When leaders of the Organization for Security and Cooperation in Europe (OSCE) gather for a summit in Astana, Kazakhstan this week, they will visit a region in turmoil. Central Asia is beset by ethnic conflict, poor governance and instability in Afghanistan. The spread of transnational threats from this strategic region mean that its security and stability matter to the West. The OSCE should recognize the important role it can play in enhancing security and stability in Central Asia and undertake a series of initiatives to strengthen its activities in the region.

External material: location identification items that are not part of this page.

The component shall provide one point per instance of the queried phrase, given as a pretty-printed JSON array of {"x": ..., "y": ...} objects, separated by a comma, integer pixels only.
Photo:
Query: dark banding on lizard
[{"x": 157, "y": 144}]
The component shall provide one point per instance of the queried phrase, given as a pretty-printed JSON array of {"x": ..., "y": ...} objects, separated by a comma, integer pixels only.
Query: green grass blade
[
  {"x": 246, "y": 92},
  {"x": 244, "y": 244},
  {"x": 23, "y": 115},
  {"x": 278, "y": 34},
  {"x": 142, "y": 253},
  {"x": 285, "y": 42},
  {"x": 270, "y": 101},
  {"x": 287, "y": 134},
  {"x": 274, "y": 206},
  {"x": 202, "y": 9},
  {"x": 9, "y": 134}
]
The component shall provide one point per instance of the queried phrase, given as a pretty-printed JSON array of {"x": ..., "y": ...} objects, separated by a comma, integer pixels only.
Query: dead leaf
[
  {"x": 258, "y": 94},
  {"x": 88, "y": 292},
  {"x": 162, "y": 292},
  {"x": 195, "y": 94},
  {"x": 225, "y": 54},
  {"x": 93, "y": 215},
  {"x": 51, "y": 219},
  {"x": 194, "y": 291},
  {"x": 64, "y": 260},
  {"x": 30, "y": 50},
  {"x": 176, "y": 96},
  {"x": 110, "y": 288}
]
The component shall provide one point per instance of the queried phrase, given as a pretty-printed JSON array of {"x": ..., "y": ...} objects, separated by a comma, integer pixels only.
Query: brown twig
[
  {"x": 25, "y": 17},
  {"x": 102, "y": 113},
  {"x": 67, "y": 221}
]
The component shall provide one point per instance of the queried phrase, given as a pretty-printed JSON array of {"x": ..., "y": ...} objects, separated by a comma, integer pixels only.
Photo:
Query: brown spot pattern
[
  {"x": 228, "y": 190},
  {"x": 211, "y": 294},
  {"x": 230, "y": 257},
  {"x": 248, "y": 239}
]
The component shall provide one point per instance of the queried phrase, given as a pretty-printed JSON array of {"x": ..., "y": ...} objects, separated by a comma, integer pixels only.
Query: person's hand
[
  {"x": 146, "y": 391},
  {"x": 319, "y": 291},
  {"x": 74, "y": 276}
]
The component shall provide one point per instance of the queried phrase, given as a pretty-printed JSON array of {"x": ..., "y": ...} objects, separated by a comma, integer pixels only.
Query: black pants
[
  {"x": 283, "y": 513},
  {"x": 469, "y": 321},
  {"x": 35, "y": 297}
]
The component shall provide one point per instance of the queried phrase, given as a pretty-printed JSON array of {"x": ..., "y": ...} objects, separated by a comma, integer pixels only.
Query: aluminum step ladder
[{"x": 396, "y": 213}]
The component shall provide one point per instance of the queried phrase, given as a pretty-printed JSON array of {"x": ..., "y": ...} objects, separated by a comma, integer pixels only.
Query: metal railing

The OSCE has not hosted a summit since 1999 as a result of tensions between Washington and Moscow and a lack of substantive items for a summit agenda. Today, prospects for cooperation are brighter and the need for action more urgent. U.S.-Russian relations have improved at the bilateral level and violence in Kyrgyzstan and Afghanistan demonstrate an important need for the increased engagement of multilateral institutions in Eurasia. The OSCE is well positioned to take on this role due to its inclusive nature and its practical field missions that enhance security and promote transparency.
Summits need to tell a story and advance a compelling vision to be successful. If the Astana summit is to be remembered as a success, it must launch a series of initiatives that demonstrate the OSCE’s ability to address real security threats in Eurasia.
OSCE leaders could start with Kyrgyzstan, where turmoil and ethnic violence earlier this year demonstrated the fragility of Central Asia’s authoritarian regimes. The OSCE is a relatively popular institution in Kyrgyzstan and is well positioned to improve the security situation there through its police monitoring and reconciliation activities.
Yet the OSCE mission in Kyrgyzstan is allocated but a fraction of the resources made available to its activities in the Balkans. OSCE leaders should commit to strengthening the capacity of the organization’s field offices in Kyrgyzstan and other Central Asian republics, focusing primarily on the hard security matters that are of mutual interest to both the West and Central Asian governments.
The Astana summit should also strengthen the role of the OSCE in promoting Afghanistan’s security and integration into a broader, more stable Eurasia.
Last month’s NATO summit produced important commitments by Russia and Kazakhstan to enhance their contributions to Afghanistan’s security. The OSCE can do its part by stepping up border management and counternarcotics activities, as well as training Afghan civil servants. These activities might make only incremental progress to supporting Afghanistan’s security and stability, but more importantly, they will demonstrate the political commitment of the OSCE and its member states to the international effort in Afghanistan.
The Astana OSCE summit will not produce any dramatic breakthroughs, but it can make important progress in bringing much-needed stability to a volatile region of the world if OSCE leaders agree to enhance the organization’s Eurasian dimension.